You can delete multiple paragraphs in Word by relying on a style—a benefit that you might not have considered.
Making the same change to related data in Microsoft Word is common. You might want to add formatting to a specific word or phrase. Perhaps you want to change the font size of Normal, Word’s default template. When making a document-wide change to related elements, you can usually modify the underlying style. In this article, we’re going to use a style a bit differently: We’re going to use it to delete all like-styled paragraphs, and there are two ways to do it, but both rely on consistently used styles.
SEE: 69 Excel tips every user should master (TechRepublic)
Getting ready to choose paragraphs to delete
We need a document that applies a consistent style. In this case, we’ll include an annotation at the beginning of each new section, right after the section heading. Doing so allows the reader to skip to the next section when the topic isn’t of interest or is already known to the reader. The body of the document will use Normal but the annotations for each new section will use style called Subtle Emphasis. The trick is to remove only paragraphs styled with Subtle Emphasis, leaving everything else.
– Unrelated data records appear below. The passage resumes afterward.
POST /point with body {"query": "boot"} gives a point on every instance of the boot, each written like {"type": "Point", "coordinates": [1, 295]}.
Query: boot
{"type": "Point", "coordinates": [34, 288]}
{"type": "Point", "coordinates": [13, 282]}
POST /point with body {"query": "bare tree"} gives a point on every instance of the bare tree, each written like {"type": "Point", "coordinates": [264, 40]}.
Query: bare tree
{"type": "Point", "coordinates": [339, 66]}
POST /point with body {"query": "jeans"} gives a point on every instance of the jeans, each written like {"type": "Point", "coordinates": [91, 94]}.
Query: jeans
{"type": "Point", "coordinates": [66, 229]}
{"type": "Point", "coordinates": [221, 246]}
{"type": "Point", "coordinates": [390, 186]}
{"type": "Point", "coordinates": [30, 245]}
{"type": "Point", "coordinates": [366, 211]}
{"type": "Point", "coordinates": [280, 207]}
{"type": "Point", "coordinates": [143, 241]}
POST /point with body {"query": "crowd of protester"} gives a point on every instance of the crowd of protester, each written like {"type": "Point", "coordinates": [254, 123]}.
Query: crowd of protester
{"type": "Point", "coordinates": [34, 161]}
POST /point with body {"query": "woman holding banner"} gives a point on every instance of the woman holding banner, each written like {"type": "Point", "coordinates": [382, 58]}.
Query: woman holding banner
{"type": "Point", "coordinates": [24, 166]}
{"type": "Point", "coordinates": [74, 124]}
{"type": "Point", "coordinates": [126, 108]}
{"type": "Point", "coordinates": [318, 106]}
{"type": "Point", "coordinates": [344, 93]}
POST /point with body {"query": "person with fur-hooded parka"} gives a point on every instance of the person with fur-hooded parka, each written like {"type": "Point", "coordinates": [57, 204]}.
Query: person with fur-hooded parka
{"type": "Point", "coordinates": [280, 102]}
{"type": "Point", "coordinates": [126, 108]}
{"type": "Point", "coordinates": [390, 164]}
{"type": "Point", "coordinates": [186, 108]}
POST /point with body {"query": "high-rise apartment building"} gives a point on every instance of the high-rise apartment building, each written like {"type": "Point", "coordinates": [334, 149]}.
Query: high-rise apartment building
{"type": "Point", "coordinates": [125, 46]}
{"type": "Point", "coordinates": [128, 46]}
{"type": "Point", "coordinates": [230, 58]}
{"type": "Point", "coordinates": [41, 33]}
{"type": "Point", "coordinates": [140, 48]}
How to use the Styles pane in Word
The Styles gallery is the quickest route to deleting like-styled paragraphs. Using the simple one-page document in Figure A, let’s use the Styles pane to select all Subtle Emphasis paragraphs and then delete them. To do so, do the following:
- Using the Styles gallery, find Subtle Emphasis (or whatever style you’re applying to the annotation).
- Right-click Subtle Emphasis in the Styles gallery.
- Choose Select All from the dropdown list (Figure A shows all Subtle Emphasis paragraphs selected.)
- With the paragraphs selected, press Delete.
That’s it! As you can see in Figure B, the annotation paragraphs are gone.
That was quick and easy enough that another method really isn’t necessary, but I’m going to offer one for those “just in case” moments.
Thanks to Michael Boardman for sharing this technique with me a few years ago.
How to use Replace to delete paragraphs in Word
Usually, once you apply a style, it appears in the Styles gallery. In the unlikely chance, that you can’t find the annotation style in the gallery or the gallery isn’t available, you can use the Replace feature to remove like-styled paragraphs. This process is a bit longer:
- On the Home tab, click Replace in the Editing group or press Ctrl+H.
- Click More in the bottom-left corner to display more options (if necessary).
- Click No Formatting at the bottom to clear any previous settings. This feature remembers its settings until you change them.
- Click inside the Find What control and delete any previous value.
- Click Format (bottom-left corner).
- From its dropdown, choose Style.
- In the resulting dialog, find Subtle Emphasis (Figure C), and click OK. Be sure to adjust the style if you’re working with a different style.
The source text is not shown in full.